I was looking forward to telling him I had spoken to his lawyer and that he would be calling me as a witness so that I could give Dumbo an alibi. We were just to say that we were together, nothing about how I’d seen through the keyhole that it was Brad. That way everything would be fine. We wouldn’t be lying, we just weren’t telling them everything.
As I took my seat I saw a familiar face behind the glass in number-one booth, in the far corner. It was Kevin Wankel. So it was here the stupid meathead was serving his life sentence.
I sat waiting and watching for Dumbo to come through the door.
It didn’t look as though Kevin had a lot to say to his visitor. They sat in their respective chairs, her slumped, him with his greasy hair and the stubby brown teeth in his meths mouth.
Then the door at the back on the prisoners’ side opened and Dumbo came in wearing the same striped prison outfit. His face lit up when he saw me, and I guess mine did too.

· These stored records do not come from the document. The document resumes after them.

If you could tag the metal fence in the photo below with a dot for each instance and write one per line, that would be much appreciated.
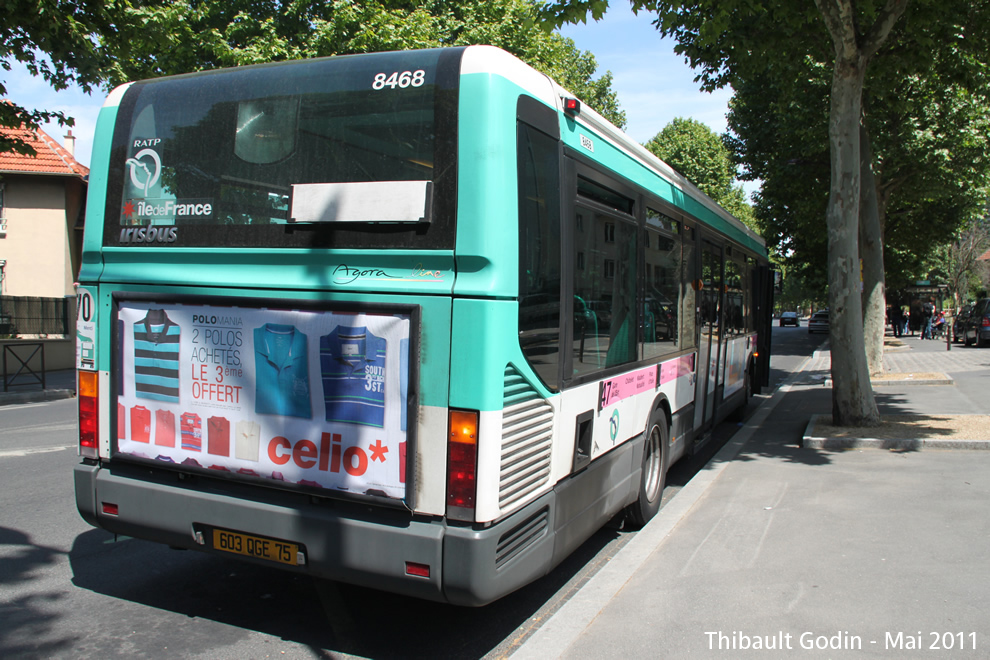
(24, 315)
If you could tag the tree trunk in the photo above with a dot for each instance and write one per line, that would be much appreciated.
(852, 395)
(871, 253)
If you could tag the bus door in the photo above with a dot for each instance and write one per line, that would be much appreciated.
(710, 341)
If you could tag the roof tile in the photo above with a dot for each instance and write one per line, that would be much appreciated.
(51, 158)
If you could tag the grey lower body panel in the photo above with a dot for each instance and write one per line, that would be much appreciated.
(367, 546)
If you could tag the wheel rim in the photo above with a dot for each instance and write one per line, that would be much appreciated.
(654, 450)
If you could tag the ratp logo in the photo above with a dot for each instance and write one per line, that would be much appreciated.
(145, 174)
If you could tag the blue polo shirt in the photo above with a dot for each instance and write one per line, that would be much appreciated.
(352, 362)
(281, 371)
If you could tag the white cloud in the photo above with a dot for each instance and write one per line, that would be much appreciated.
(34, 93)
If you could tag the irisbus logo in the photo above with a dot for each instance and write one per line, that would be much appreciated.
(148, 234)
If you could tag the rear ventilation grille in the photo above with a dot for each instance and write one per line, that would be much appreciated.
(527, 436)
(521, 537)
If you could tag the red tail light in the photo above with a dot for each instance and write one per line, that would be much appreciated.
(462, 458)
(89, 416)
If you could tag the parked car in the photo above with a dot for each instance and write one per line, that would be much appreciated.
(818, 321)
(959, 323)
(789, 318)
(976, 327)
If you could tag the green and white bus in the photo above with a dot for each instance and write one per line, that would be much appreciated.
(416, 320)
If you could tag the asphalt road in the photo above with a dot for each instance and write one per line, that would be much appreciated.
(68, 590)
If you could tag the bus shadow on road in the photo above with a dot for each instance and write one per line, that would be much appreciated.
(323, 616)
(28, 615)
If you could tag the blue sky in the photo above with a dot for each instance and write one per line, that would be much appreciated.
(653, 84)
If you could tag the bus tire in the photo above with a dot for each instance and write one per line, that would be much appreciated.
(653, 474)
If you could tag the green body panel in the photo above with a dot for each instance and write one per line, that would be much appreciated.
(353, 271)
(92, 262)
(625, 166)
(484, 339)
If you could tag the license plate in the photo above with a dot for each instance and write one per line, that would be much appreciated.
(259, 547)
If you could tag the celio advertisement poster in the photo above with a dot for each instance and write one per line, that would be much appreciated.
(314, 398)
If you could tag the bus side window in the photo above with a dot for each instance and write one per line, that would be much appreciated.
(539, 253)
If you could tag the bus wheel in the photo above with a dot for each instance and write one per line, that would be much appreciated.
(654, 472)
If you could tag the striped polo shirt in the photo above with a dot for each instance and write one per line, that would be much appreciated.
(156, 357)
(352, 363)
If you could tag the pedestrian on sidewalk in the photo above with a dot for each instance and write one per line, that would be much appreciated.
(927, 313)
(897, 320)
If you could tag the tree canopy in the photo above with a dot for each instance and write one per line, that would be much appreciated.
(697, 152)
(896, 41)
(56, 40)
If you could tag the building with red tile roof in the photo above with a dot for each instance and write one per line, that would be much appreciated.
(50, 158)
(42, 203)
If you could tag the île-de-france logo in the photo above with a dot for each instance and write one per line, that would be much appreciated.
(145, 167)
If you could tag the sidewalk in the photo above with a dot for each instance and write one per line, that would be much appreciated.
(778, 550)
(26, 389)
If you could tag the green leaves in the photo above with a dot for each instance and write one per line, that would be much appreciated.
(699, 154)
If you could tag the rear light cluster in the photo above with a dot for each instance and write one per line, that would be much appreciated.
(462, 458)
(89, 416)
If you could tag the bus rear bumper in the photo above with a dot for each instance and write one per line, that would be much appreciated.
(352, 544)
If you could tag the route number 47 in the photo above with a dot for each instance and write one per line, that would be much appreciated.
(401, 80)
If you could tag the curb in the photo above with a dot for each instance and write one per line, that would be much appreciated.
(905, 444)
(944, 380)
(567, 624)
(10, 398)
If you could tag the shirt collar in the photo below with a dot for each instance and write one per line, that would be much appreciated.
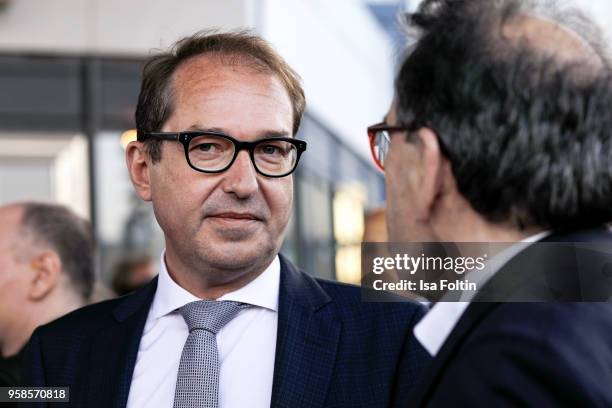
(433, 330)
(262, 291)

The warden behind him said something I couldn’t hear through the glass and pointed to the chair in front of me.
As Dumbo started walking towards me I sensed a movement in my peripheral vision. I didn’t immediately react to it; Kevin had obviously suddenly made up his mind the visit was over and was heading towards the exit door and Dumbo. As he came closer I noticed he was holding his hand inside the back of his trousers.
I jumped up and yelled, but that damn glass wall reaching up to the ceiling choked off most of the sound.